Multi-task model design: The segmentation model shares its feature extractor with a stain-normalization network (Generator Head). During training, the model receives pairs of raw and color-augmented images that simulate stain color variations. The model must simultaneously reconstruct a normalized image from the color-augmented input (matching the raw image) and semantically segment the image into pixel-level class labels. To enforce learning stain-robust features, the system penalizes the distance between logits for color-augmented and raw images.
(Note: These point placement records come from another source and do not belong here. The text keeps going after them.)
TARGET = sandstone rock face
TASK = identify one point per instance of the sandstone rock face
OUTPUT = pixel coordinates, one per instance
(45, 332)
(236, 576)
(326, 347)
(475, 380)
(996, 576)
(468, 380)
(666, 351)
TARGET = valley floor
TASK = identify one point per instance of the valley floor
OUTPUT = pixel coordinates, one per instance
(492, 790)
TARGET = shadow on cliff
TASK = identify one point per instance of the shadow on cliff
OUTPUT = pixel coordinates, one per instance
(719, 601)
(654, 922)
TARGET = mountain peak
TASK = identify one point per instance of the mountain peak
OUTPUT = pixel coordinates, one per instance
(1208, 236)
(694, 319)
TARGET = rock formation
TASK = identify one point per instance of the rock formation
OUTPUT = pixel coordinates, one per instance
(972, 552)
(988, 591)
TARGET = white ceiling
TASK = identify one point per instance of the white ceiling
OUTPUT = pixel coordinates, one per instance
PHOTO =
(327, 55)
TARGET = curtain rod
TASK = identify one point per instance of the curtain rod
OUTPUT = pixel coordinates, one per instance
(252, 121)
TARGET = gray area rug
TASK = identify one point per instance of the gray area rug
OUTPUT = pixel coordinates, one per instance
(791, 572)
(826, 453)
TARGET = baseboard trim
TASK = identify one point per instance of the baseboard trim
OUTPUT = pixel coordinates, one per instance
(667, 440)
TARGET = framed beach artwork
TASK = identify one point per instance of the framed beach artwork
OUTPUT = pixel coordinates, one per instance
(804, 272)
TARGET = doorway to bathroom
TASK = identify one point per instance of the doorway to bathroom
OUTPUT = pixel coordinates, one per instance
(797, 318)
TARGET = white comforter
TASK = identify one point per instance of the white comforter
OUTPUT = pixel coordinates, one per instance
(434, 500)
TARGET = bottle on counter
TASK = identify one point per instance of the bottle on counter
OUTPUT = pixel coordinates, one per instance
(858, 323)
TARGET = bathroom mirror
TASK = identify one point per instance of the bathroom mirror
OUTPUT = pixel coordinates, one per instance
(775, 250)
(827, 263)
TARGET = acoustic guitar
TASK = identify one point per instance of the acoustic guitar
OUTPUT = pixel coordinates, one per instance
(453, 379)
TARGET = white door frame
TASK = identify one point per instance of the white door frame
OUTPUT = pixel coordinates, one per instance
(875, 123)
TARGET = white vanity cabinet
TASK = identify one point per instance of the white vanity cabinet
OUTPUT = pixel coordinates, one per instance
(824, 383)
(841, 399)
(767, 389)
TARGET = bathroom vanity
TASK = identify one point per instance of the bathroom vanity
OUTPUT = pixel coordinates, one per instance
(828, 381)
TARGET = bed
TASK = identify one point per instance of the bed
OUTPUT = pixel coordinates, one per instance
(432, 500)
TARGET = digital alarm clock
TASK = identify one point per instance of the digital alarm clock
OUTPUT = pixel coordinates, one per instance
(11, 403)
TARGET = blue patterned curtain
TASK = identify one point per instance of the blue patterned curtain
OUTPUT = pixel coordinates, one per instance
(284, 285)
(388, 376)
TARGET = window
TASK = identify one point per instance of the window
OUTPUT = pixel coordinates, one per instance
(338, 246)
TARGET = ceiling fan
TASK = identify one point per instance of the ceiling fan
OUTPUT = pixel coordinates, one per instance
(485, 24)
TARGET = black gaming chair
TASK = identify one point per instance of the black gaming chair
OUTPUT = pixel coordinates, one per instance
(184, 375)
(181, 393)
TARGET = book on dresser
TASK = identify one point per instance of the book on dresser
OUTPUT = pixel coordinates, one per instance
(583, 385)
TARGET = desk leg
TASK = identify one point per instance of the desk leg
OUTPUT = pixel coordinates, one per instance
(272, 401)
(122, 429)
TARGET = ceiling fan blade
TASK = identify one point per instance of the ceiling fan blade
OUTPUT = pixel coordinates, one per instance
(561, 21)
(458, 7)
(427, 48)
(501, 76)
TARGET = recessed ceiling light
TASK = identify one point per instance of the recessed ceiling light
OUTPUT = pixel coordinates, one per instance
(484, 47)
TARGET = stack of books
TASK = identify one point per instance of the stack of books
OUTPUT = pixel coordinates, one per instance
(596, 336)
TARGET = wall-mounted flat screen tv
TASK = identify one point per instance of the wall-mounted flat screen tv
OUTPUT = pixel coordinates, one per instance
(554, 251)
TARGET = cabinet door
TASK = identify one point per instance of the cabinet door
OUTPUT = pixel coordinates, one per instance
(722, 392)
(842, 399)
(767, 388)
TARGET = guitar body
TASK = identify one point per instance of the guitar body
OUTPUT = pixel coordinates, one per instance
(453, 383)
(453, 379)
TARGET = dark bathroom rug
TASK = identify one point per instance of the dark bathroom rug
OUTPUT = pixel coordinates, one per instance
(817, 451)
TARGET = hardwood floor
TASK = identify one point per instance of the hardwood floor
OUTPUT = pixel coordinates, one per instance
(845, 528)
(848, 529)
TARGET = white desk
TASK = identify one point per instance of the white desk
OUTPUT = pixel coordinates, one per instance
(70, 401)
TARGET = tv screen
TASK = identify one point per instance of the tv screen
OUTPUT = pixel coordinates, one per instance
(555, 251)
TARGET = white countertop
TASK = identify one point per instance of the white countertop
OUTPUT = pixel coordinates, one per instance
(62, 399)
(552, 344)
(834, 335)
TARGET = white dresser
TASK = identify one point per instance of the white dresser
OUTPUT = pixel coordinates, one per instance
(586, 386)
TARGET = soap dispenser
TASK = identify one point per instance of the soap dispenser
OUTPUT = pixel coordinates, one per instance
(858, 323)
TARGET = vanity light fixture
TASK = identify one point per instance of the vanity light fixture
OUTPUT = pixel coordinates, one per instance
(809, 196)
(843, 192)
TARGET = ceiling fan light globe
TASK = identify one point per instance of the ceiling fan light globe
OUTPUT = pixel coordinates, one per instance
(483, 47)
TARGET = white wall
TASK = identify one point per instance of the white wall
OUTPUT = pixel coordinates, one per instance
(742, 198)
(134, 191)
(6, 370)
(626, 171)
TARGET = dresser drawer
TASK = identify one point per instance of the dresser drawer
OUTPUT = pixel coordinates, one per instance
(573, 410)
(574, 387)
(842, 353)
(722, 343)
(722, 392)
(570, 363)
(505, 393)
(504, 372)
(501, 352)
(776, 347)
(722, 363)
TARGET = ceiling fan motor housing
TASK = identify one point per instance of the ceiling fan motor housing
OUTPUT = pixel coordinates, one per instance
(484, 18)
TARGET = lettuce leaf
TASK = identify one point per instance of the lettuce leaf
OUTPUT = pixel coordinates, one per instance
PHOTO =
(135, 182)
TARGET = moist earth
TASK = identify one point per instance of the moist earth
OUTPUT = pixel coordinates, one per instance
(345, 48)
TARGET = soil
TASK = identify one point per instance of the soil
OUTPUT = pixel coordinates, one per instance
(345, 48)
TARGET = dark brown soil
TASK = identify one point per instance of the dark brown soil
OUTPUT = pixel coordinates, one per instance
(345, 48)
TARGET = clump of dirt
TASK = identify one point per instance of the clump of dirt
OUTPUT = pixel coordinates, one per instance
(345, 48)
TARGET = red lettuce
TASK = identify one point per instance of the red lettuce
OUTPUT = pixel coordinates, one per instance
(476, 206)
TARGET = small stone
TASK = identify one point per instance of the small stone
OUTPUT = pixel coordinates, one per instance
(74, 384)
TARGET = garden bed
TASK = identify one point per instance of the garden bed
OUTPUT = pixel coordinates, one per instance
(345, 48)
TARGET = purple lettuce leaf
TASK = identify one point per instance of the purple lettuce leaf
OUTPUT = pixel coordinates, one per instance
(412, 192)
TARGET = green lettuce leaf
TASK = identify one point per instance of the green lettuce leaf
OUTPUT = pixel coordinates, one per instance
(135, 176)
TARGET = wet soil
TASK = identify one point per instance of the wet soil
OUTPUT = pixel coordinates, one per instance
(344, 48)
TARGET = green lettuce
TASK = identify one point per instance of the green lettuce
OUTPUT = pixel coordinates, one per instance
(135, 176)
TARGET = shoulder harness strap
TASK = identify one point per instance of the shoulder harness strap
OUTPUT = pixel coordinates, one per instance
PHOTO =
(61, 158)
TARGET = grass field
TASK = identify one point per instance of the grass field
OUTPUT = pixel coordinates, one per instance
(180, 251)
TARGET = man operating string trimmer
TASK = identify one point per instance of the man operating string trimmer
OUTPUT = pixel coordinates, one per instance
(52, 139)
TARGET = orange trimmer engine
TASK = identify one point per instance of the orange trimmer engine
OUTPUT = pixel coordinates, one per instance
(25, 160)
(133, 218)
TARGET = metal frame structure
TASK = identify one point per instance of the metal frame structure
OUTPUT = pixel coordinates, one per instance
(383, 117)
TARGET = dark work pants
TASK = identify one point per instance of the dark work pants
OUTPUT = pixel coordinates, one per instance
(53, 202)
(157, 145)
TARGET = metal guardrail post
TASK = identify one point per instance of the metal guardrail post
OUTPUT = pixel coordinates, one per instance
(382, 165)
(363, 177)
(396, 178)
Training loss function: The overall loss is a weighted combination of four components: (1) MSE loss between stain-normalized and original image, (2) KL divergence loss between color-augmented and raw image logits, (3) cross-entropy pixel segmentation loss, and (4) KL divergence ensemble distillation loss. During inference, the stain normalization layers are removed, leaving only the layers needed for image segmentation. This means the model has internalized stain-invariant representations without any inference-time overhead.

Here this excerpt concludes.